Youth Arts Practice and Futures of Work: Panel Discussion

On Friday, 11 July 2025, the Vital Arts research team hosted a panel discussion titled Youth Arts Practices and Futures of Work: Micro-Credentialling of 21st Century Skills. Chaired by Dr Tammy Wong Hulbert (Vital Arts, RMIT University), the event opened with an introduction by Professor Anna Hickey-Moody and featured a diverse panel including Dr Denise Stanley, founder of Clock Your Skills and Vital Arts educational partner, alongside arts industry representatives Adam Simmons (musician and data analyst), Claire Qian (The Push participant and law student), and Evrim Şen (arts manager, youth arts participant, and current RMIT PhD candidate).

The panel discussion focused on how creativity can unlock opportunities for young people who are too often left out of formal education and training pathways and how arts-based micro-credentials can create real pathways into employment, further study, and civic life for young people facing barriers such as poverty, racism, disability, or displacement. Denise Stanley presented on the educational philosophy underpinning Clock Your Skills, emphasising the accreditation of education in non-formal settings, she discussed our co-design work with Youth Arts Industry partners and demonstrated early trials of our Vital Arts micro-credential app with designer Rhys Cassidy, Clock Your Skills.  

To date, the Vital Arts team have worked with youth arts industry partners The Push, Australian Theatre for Young People, Centre for Multicultural Youth, Back to Back Theatre and the Gippsland Art Gallery on the co-design process. A diversity of young people and professional staff from our research industry partners were consulted in the co-design workshop to recognise specific skills gained from their participation.

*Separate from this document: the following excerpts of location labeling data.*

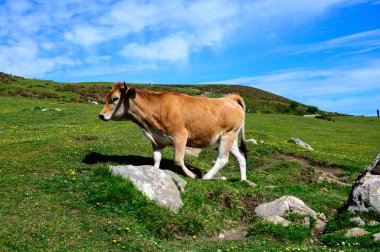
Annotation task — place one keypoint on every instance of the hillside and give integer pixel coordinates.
(257, 100)
(57, 193)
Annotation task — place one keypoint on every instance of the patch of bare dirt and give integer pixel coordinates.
(233, 234)
(86, 138)
(311, 163)
(328, 174)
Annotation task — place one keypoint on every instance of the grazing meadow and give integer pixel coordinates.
(57, 193)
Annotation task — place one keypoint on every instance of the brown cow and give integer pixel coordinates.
(168, 118)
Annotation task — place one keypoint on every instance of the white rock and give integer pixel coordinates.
(373, 223)
(358, 221)
(275, 219)
(193, 151)
(301, 143)
(156, 184)
(252, 141)
(356, 232)
(365, 193)
(376, 237)
(283, 205)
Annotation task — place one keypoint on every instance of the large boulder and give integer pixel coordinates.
(365, 193)
(156, 184)
(283, 205)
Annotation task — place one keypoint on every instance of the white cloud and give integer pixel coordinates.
(368, 41)
(172, 48)
(22, 59)
(168, 31)
(323, 88)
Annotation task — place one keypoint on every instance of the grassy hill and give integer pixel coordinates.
(57, 193)
(257, 100)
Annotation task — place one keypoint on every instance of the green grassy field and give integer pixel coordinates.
(56, 192)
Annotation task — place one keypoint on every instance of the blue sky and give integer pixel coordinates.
(324, 53)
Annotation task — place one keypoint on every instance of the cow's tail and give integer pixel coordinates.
(243, 145)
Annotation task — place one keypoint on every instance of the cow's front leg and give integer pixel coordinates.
(157, 155)
(179, 155)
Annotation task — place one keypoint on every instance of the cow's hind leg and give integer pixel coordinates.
(157, 155)
(179, 155)
(224, 149)
(240, 158)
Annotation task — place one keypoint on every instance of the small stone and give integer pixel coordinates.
(193, 151)
(275, 219)
(323, 190)
(356, 232)
(271, 187)
(358, 221)
(365, 193)
(306, 221)
(252, 141)
(322, 216)
(320, 226)
(345, 179)
(250, 183)
(373, 223)
(300, 143)
(283, 205)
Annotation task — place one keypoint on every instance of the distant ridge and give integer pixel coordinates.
(257, 100)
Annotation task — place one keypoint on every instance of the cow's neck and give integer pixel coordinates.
(141, 111)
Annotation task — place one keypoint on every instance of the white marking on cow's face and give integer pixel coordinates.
(114, 107)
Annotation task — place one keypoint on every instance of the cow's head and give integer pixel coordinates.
(117, 102)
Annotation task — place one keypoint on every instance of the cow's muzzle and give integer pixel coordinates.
(101, 116)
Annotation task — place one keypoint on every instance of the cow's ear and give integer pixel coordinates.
(131, 93)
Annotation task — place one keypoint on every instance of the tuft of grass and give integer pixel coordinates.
(294, 233)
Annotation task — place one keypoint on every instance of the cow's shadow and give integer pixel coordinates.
(166, 164)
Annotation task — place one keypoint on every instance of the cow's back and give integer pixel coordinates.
(203, 119)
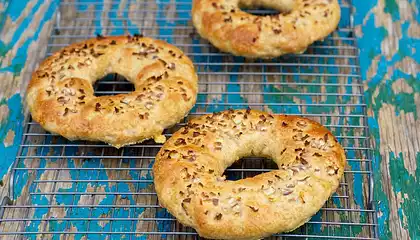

The recognition of these skills are to be captured in the co-design process to contribute towards the development of the micro-credential.  

The panellists Adam, Claire and Evrim expressed how their training in youth arts had informed the development of their skills of creativity, critical thinking, problem solving, collaboration, empathy and becoming socially and culturally aware, skills often framed as the desired 21st Century skills, which are necessary for navigating increasingly challenging technological employment environments.  In particular, Adam Simmons focused upon how his training in music gave him a set of skills, that were transferrable and have allowed him to work in diverse settings from playing music professionally, to managing the complexity of a music festivals and today, retraining in a different field to become a Data Analyst. Claire Qian, still a current participant of youth music organisation The Push, expressed her appreciation of being accepted and included as a teenage participant and how the opportunities of working on major music festivals, has developed many of her creative and problem-solving skills, leading to her current studies in law, focused on intellectual property in the music industry. Evrim Şen, with her many years of youth arts experience as a participant and manager in theatre and media, focused on her experience of peer to peer learning, which has honed her skills in leadership, communication, collaboration, listening and problem solving. The discussion was lively and enriching, giving audiences many points of reflection to consider the many desired benefits of arts participation for young people and their future pathways.  


Dr Tammy Wong Hulbert

Dr Tammy Wong Hulbert is a Chinese-Australian artist, curator and Lecturer of Arts Management. As a researcher her focus is on collaborative and creative action based research projects working with culturally diverse communities. As a researcher she will be providing support in the development of socially engaged strategies in working with cultural and linguistically diverse youth, contributing towards the development of programs to support youth in navigating and gaining a deeper understanding of super-diversity in the Australian context in the development of creative skills.